What it was like - The diode laser was quick and painful. It took less than five minutes per underarm. She started by shaving the region and then applied a lubricant to help cool the skin and allow the tip of the laser to glide smoothly. She applied the roughly quarter-inch square laser tip to small regions and pressed a trigger. It felt exactly like you'd imagine the initial burst of sticking your fingernail in an electrical socket. It took about 10 to 15 zaps per underarm. The IPL laser was much less painful, but not painless. It was a sharp sting like a bee, instead of an electric jolt. And it seemed to produce the same results.
Results - I still shave my underarms at the same frequency that I did before my treatments, which ran from September 2006 to August 2007, but it seems like there's less hair there. There are three things you should know: 1. Pain is fleeting. The laser was the kind of pain I remember abstractly, but it doesn't give me nightmares. I also bought a topical lotion that numbed the laser minutely. 2. Lasers only work on hair in the active growth phase, so that means roughly a third or so of your visible hairs at a time. It's generally recommended to have three to six treatments. Treatments can be spaced out from four to eight weeks or more depending on the area, so if you pay up front make sure it's an operation that will be around in a year or so. 3. Nothing is 100 percent permanent according to the American Society of Aesthetic Plastic Surgery. But lasers are said to have the most long-lasting results and in select cases people boast of being hairless in treated areas. However, I asked seven women who tried laser hair removal, including three who sit within shouting distance of my desk, and all seven said that it didn't have satisfying results.

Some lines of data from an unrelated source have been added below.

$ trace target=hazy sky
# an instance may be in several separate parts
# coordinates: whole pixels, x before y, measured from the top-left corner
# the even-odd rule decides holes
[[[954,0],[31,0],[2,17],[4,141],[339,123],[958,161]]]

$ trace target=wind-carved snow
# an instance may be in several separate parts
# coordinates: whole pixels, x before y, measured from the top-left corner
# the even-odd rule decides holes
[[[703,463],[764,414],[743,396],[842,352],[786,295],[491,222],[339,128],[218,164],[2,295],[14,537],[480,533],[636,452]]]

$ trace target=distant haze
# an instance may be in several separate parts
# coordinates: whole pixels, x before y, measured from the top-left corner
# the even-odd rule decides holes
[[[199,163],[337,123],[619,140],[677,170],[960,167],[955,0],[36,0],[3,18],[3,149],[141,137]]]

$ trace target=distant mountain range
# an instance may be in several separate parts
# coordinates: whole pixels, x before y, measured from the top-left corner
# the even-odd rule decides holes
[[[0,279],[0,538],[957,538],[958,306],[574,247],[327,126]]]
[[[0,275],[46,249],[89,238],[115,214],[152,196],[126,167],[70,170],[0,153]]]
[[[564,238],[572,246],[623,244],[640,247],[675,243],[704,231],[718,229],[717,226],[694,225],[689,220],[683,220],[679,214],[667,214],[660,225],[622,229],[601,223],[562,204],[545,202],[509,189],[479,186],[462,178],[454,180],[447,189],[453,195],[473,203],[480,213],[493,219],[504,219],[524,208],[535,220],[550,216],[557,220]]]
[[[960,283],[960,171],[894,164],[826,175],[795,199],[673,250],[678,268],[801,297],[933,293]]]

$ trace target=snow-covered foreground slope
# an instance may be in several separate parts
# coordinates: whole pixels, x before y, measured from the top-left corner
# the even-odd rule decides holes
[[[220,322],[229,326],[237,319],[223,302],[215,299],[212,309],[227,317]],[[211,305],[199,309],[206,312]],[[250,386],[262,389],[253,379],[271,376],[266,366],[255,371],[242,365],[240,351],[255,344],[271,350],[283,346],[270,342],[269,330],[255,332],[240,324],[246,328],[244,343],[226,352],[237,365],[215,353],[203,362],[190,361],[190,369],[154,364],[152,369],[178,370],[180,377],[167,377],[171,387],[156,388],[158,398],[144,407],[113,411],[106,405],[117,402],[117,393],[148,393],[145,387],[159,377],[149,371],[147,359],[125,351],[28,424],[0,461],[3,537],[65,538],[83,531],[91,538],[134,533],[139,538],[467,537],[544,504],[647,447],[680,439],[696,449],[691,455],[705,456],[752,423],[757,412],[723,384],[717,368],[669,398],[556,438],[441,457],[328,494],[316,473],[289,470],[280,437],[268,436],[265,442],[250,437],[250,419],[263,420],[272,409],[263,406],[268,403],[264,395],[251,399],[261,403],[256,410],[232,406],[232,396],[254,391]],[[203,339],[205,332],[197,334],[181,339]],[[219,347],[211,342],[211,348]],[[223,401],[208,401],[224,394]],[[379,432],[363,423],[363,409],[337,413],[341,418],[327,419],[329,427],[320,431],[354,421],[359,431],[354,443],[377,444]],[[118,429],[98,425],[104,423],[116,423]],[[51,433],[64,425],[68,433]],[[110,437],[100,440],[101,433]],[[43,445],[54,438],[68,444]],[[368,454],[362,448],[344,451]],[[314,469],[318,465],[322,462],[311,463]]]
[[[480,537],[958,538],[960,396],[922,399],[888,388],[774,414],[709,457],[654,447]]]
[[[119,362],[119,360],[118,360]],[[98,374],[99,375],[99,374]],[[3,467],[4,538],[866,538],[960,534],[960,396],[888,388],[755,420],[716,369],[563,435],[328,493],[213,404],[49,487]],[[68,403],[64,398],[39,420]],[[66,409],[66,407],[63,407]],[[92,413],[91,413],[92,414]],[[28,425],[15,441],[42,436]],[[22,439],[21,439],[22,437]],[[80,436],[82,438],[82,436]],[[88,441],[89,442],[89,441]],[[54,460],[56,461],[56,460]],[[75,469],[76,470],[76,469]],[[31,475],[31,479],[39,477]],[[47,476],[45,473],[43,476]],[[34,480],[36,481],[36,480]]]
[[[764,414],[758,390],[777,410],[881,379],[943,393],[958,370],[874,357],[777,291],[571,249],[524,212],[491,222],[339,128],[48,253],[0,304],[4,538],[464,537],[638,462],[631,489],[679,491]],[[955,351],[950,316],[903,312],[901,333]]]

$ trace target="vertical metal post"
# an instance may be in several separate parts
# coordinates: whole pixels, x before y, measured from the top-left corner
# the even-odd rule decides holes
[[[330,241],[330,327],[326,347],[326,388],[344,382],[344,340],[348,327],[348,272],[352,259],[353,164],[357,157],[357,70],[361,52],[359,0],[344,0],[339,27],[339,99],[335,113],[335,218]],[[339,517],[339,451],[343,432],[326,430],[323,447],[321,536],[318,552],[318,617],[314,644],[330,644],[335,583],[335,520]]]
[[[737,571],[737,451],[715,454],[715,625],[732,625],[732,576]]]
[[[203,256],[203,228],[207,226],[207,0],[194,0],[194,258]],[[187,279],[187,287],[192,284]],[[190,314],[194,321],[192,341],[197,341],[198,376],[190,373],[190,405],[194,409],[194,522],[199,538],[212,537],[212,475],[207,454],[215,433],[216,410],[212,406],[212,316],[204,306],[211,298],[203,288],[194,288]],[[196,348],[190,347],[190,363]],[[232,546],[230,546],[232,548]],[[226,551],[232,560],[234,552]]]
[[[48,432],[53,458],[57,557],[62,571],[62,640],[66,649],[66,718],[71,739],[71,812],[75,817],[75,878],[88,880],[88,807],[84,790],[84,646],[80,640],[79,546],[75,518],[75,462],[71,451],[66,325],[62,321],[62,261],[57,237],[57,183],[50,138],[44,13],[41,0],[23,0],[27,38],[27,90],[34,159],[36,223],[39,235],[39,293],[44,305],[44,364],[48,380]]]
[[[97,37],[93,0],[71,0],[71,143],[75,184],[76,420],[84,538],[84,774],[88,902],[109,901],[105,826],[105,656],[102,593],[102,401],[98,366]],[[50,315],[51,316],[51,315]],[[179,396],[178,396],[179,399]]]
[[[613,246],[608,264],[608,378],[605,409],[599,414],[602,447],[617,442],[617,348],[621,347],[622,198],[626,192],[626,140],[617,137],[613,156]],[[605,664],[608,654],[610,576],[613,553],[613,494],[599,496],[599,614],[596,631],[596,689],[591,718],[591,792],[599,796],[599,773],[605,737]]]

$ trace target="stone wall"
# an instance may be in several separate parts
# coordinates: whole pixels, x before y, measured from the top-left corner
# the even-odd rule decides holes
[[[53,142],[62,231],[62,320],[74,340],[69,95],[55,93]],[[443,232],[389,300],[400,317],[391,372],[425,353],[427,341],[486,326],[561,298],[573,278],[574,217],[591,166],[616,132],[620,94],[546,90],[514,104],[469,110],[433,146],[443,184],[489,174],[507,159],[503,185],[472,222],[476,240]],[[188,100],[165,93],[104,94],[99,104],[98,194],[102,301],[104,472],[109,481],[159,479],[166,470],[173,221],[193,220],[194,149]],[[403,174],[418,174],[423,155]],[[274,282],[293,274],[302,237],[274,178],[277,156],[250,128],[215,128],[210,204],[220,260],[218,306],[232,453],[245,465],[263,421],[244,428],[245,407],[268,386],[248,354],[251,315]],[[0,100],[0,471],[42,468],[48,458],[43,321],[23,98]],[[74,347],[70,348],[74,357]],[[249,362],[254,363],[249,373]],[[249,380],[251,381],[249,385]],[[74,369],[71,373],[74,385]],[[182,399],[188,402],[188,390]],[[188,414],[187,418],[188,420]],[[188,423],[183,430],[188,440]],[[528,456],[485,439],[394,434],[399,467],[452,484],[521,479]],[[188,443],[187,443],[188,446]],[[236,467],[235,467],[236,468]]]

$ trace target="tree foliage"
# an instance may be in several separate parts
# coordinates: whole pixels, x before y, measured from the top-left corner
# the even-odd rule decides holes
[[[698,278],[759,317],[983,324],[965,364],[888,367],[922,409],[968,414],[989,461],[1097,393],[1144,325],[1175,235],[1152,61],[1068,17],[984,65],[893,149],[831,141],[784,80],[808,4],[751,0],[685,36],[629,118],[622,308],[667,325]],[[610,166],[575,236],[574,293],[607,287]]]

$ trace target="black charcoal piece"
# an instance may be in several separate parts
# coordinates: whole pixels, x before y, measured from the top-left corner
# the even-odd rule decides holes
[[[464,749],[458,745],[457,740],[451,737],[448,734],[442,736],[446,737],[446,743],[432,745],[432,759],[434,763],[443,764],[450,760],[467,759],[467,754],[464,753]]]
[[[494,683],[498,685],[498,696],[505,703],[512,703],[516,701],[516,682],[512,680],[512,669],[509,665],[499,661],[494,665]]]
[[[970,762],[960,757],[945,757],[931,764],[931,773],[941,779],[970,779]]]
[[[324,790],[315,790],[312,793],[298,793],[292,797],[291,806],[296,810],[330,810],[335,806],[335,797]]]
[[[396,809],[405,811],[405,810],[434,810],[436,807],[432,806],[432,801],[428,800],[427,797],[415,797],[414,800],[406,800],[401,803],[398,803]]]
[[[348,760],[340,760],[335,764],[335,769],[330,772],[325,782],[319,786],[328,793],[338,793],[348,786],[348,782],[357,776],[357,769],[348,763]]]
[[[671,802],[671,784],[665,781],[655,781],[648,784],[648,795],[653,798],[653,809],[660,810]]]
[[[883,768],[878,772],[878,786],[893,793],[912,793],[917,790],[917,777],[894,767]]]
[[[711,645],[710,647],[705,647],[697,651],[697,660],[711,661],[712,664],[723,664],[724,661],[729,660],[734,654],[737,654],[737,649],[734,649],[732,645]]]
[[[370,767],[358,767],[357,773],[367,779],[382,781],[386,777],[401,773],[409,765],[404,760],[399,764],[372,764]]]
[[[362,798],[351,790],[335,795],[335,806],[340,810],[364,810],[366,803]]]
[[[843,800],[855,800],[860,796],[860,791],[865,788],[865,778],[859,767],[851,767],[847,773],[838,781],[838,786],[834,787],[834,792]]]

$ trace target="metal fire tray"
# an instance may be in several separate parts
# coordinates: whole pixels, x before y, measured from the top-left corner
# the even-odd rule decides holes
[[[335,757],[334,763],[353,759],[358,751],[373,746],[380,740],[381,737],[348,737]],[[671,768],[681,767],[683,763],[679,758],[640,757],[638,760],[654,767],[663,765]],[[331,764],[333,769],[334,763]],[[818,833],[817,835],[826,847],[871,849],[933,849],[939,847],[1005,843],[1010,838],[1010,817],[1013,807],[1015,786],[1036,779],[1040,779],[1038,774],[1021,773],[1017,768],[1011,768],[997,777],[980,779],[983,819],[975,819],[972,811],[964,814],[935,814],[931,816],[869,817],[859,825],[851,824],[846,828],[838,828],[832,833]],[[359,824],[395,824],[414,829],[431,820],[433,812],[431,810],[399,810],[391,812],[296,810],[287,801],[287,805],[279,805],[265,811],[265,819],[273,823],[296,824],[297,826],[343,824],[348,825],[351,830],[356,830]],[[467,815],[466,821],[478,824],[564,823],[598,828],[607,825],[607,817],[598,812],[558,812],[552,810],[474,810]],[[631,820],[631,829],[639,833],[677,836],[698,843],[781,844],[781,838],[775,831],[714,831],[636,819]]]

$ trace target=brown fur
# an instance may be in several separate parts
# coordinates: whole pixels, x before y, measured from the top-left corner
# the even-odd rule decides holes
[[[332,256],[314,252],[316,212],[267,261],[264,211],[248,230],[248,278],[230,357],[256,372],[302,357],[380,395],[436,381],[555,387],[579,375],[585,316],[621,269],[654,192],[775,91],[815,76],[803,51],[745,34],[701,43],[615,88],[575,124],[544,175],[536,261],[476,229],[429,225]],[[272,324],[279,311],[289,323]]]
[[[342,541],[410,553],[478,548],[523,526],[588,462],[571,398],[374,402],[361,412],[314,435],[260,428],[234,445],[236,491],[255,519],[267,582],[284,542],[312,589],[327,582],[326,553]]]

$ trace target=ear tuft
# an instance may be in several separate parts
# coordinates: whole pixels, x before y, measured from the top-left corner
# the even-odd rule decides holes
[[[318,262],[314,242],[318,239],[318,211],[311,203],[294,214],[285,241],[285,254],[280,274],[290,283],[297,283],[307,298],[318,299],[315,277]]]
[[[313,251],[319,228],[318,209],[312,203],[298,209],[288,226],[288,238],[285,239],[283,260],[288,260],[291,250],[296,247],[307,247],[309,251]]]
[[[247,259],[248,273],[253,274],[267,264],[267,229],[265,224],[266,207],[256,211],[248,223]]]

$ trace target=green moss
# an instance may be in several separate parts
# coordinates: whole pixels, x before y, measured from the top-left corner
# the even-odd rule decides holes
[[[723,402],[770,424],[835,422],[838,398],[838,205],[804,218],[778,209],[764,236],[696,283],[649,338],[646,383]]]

Cost - About $120 to $250 a treatment depending on the area targeted. Package deals of four to six treatments usually offer a better price that can lower costs from $85 to $125 a treatment.
Would I do it again? - Yes. I can't tell if I'm a masochist or an optimist, but if I discovered a newer generation of laser with better results for my complexion, I'd do it. And apparently, I'm not alone, the ASAPS reports that laser hair removal is the second most popular nonsurgical cosmetic procedure responsible for 1.28 million appointments in 2008.